Who controls the code controls the future: Inside OpenAI’s trillion-dollar turn

With its restructuring complete, OpenAI is gearing for-profit future and a potential $1 trillion IPO. Photo Credit: The Verge.

Across the world, George Orwell’s novel 1984 is taught as a means to introduce students to the ideas of propaganda, authoritarianism, and media control, allowing them to connect historical totalitarian regimes with contemporary debates about technology, privacy, and state power. A powerful quote, “Who controls the past controls the future: who controls the present controls the past”, serves as a reminder that is fickle and dynamic.
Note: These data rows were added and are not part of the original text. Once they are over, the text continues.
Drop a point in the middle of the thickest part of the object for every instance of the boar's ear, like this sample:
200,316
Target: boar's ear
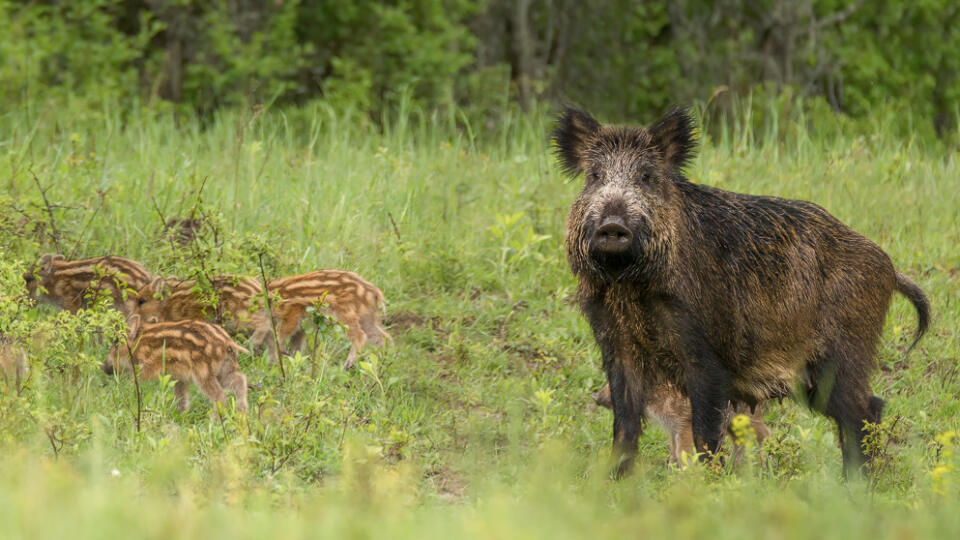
156,286
574,129
133,327
673,136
In the post-information age, artificial intelligence is fast replacing traditional internet use with chatbots powered by AI models. At the helm of this transformation is a company that is poised to join the trillion-dollar club within decades of its inception.

Recently, Reuters reported that OpenAI is laying the groundwork for an initial public offering that could value the company at up to $1 trillion. The ChatGPT-maker is expected to raise around $60 billion at the low end, and is reported to be aiming for a 2027 filing.

The news comes days after OpenAI finalized its restructuring, which reads like the script of a movie. It had shifting economic goals, lawsuits, the ouster of a CEO, only to be reinstated within days, and a promise of changing the world.

From non-profit to for-profit, OpenAI’s shifting focus

After clashing over control, Elon Musk sued OpenAI and launched his own AI venture, xAI. Photo Credit: Business Standard.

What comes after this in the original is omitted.